[sword-devel] HELP! Need your feedback on XML Markup Language
Troy A. Griffitts
sword-devel@crosswire.org
Fri, 17 Aug 2001 17:32:40 -0700
You're such a smart alec! :)
Liked the paper, though it stretched my knowledge of XPointer and XSLT.

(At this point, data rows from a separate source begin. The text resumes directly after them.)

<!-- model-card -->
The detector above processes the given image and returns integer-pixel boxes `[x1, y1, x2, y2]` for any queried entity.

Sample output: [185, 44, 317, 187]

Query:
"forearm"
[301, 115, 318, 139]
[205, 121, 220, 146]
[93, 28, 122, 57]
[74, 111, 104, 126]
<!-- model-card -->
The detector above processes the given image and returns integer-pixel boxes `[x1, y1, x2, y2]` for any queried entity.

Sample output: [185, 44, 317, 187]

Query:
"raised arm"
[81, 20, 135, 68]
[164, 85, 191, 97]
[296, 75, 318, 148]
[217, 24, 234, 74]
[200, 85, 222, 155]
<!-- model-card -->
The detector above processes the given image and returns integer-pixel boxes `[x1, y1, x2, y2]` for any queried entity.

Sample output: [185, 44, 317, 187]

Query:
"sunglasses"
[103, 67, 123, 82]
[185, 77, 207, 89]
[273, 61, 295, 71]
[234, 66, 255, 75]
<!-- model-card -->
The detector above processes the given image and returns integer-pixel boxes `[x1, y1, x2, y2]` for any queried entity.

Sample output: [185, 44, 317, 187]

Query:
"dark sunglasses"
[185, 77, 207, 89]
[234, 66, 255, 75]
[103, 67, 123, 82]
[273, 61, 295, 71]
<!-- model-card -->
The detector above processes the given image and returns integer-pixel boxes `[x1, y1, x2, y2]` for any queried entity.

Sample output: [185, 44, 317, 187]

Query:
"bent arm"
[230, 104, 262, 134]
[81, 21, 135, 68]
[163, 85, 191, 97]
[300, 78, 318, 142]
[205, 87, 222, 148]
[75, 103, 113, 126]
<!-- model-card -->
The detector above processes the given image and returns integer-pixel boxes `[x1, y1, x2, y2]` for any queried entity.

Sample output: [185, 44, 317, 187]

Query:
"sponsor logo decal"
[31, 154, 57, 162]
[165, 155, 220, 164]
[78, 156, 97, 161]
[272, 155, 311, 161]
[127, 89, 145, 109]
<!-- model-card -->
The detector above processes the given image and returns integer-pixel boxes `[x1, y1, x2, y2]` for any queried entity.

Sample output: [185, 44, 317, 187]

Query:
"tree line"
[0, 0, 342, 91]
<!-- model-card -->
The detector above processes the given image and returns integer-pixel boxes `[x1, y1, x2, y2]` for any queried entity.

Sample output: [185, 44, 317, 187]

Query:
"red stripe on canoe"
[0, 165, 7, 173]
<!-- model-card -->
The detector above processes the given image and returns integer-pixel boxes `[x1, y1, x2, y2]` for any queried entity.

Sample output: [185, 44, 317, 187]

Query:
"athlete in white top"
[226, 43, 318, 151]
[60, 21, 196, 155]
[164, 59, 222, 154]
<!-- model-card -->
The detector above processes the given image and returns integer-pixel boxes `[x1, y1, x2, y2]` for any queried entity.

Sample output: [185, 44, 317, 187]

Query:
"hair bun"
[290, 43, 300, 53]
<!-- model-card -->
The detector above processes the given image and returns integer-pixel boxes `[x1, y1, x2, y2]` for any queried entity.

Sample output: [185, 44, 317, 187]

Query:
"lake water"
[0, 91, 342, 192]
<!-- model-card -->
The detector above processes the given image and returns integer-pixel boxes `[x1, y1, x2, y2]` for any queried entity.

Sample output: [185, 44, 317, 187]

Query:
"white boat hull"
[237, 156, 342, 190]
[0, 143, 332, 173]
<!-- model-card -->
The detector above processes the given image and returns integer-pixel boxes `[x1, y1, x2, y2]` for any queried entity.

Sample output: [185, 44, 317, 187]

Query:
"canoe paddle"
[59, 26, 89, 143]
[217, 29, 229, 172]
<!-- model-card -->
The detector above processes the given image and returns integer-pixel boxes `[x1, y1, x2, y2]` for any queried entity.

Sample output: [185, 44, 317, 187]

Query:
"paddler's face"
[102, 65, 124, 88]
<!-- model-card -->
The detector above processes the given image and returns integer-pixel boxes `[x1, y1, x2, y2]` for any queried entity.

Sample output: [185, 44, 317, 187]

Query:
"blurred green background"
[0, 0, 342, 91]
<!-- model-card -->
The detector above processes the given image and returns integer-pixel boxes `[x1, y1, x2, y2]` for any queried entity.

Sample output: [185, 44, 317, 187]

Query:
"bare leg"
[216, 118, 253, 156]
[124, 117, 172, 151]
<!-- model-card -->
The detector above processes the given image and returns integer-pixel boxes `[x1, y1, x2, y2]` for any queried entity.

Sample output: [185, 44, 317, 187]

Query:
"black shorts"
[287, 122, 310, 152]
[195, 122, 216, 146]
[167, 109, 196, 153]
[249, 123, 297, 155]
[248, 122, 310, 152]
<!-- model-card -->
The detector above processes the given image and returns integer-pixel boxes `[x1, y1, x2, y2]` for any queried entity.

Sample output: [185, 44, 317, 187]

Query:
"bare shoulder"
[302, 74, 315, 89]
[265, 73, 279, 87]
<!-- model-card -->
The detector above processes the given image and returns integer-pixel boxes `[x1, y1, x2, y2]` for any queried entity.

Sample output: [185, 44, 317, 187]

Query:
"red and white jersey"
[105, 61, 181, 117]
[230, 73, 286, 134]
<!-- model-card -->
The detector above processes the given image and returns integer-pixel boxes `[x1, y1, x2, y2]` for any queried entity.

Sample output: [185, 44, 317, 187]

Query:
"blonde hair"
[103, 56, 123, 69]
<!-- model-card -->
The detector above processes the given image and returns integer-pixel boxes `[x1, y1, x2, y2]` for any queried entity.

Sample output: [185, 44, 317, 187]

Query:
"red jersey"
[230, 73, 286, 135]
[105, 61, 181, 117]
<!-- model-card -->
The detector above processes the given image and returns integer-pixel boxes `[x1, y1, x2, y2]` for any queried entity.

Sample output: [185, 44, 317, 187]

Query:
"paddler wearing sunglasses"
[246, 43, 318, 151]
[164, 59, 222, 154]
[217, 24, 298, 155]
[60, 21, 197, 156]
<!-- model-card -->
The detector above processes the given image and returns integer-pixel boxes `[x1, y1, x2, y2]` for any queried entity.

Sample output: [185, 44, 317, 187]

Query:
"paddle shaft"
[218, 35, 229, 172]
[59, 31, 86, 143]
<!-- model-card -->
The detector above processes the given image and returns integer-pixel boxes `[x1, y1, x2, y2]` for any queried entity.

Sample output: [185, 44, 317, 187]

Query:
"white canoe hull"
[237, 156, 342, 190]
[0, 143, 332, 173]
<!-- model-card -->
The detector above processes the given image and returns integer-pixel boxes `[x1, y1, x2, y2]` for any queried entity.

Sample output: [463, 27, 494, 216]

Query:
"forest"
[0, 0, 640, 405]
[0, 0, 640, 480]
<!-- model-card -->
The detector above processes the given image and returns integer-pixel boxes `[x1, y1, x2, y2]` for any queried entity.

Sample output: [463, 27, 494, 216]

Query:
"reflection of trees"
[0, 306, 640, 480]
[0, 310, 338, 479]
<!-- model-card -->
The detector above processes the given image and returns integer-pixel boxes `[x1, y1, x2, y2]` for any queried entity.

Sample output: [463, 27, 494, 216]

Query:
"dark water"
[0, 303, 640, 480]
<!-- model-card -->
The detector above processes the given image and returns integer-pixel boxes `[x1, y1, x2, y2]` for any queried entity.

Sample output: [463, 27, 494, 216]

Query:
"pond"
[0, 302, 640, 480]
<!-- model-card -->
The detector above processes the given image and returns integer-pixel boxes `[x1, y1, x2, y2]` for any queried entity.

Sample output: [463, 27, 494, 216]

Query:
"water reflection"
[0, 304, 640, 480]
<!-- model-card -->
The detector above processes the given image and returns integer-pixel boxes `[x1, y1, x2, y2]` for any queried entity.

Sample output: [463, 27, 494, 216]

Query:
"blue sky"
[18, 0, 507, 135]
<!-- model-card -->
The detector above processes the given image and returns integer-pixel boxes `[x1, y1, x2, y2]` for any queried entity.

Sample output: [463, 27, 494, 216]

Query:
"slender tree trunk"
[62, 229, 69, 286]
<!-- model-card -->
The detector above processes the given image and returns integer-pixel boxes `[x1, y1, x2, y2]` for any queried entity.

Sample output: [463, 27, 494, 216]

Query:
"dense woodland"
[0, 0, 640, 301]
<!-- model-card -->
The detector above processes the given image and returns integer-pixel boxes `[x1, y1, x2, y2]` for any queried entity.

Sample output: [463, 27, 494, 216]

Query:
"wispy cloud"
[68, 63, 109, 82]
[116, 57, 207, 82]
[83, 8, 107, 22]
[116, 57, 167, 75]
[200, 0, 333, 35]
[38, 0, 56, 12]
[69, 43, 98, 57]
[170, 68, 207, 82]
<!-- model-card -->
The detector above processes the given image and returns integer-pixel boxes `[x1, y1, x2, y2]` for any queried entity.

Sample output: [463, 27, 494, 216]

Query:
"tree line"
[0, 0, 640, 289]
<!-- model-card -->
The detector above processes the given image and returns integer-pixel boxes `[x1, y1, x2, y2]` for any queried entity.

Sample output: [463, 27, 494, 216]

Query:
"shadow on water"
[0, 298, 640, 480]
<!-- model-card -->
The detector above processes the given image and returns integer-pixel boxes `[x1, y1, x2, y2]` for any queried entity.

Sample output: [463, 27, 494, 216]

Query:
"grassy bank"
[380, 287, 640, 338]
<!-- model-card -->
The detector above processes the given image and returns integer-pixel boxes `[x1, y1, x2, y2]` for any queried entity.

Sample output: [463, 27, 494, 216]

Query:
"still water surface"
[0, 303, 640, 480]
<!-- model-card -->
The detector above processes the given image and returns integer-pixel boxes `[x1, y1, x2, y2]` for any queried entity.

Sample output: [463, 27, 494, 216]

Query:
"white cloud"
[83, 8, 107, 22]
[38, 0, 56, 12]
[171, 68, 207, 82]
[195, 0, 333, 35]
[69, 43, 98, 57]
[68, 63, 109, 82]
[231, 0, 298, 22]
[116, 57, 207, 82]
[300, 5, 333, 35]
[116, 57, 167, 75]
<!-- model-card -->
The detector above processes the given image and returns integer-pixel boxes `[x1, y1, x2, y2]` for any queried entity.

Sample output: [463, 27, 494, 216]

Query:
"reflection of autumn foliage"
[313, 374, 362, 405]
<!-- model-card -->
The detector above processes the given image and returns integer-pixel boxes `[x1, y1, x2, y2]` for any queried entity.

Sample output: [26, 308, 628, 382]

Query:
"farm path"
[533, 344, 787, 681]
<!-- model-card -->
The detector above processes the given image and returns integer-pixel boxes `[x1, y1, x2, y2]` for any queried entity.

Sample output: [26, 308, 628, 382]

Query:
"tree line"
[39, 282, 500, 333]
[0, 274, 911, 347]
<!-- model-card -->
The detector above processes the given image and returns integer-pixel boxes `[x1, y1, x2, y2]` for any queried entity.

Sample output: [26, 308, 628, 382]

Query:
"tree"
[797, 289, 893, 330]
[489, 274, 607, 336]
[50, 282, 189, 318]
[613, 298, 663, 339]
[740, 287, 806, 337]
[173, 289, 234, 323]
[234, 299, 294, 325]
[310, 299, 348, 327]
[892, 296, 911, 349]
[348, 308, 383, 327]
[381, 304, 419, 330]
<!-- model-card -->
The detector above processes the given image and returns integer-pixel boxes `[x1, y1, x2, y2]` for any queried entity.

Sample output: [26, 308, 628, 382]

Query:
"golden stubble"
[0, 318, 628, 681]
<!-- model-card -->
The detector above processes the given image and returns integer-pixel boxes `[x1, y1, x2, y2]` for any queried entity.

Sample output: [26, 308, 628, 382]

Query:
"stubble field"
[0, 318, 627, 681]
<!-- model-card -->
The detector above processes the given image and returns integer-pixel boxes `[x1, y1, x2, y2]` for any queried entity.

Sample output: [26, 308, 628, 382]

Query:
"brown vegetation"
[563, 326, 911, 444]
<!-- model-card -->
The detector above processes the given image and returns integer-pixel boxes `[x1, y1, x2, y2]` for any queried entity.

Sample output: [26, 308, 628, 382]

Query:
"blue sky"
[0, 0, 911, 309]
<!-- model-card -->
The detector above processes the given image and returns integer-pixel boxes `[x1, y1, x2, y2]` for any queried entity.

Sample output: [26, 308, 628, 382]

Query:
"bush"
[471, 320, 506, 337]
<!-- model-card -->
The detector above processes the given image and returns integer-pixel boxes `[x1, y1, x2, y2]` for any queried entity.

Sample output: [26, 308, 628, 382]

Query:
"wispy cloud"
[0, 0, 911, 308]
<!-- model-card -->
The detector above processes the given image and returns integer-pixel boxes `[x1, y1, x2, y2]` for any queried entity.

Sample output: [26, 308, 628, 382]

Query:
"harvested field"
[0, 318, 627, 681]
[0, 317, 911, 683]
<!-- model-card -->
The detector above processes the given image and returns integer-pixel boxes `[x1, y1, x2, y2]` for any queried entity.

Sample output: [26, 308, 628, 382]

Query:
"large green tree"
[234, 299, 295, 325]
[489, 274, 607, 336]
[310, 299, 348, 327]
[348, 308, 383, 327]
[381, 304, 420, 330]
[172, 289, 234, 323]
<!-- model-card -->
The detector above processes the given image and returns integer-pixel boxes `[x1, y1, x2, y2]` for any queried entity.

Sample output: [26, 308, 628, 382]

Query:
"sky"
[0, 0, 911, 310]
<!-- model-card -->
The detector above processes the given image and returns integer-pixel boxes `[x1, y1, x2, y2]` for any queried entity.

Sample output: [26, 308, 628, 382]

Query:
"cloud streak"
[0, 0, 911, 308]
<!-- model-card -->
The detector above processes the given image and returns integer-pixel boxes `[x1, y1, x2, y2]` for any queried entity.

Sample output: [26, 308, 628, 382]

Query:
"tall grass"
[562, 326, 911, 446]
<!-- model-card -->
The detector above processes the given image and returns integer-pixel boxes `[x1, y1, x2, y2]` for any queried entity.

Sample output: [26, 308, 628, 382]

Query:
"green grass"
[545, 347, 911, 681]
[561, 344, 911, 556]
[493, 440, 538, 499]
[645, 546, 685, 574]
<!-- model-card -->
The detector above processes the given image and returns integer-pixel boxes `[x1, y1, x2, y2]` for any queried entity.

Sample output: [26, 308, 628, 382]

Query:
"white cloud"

Might I suggest, rather than force the granularity to the smallest
PCDATA in all associative meta hierarchies, that you designate one
document the 'master'; let it raise it's hierarchy from a flat 'word' to
something in which the other ancillary hierarchies _might_ have in
common (e.g. module/testament/chapter/verse/word, or anything it
wishes). Force key attributed to be unique for all levels (like you have
done for 'word') in the master. This will allow a greatly reduced size
and complexity of additional auxiliary hierarchies, and remove the
redundant CDATA from all documents.
To use your example:
Dub your mostly unchanged Pages document the 'master' (just for example
purposes; any file could be dubbed the 'master', but it looks like we
get the most benefit from this first choice). I've added unique
attributes-- per our 'master' document requirements, above-- throughout
the document (l1[2]=l3, and l2[2]=l4:
<pages>
<page id="p1">
<line id="l1">
<w id="w1">This</w>
<w id="w2">is</w>
</line>
<line id="l2">
<w id="w3">text</w>
</line>
</page>
<page id="p2">
<line id="l3">
<w id="w4">in</w>
<w id="w5">a</w>
<w id="w6">base</w>
</line>
<line id="l4">
<w id="w7">file</w>
</line>
</page>
</pages>
This allows your Text document to be reduced from:
<text>
<para id="p1">
<w id="w1">This</w>
<w id="w2">is</w>
<w id="w3">text</w>
<w id="w4">in</w>
<w id="w5">a</w>
<w id="w6">base</w>
<w id="w7">file</w>
</para>
</text>
to:
<text>
<para id="p1">
<page id="p1" />
<page id="p2" />
</para>
</text>
Clauses from:
<clauses>
<clause id="c1">
<s>
<w id="w1">This</w>
</s>
<p>
<w id="w2">is</w>
</p>
<c>
<w id="w3">text</w>
</c>
<a>
<w id="w4">in</w>
<w id="w5">a</w>
<w id="w6">base</w>
<w id="w7">file</w>
</a>
</clause>
</clauses>
to:
<clauses>
<clause id="c1">
<s>
<w id="w1" />
</s>
<p>
<w id="w2" />
</p>
<c>
<w id="w3" />
</c>
<a>
<page id="p2" />
</a>
</clause>
</clauses>
The saving in space we see here is minimal, but I believe it reduces
error prone redundancy and provides a mechanism to potentially save
exponentially on space.
Please ignore me if I'm may be way off base. Just my 1/2 cent worth.
-Troy.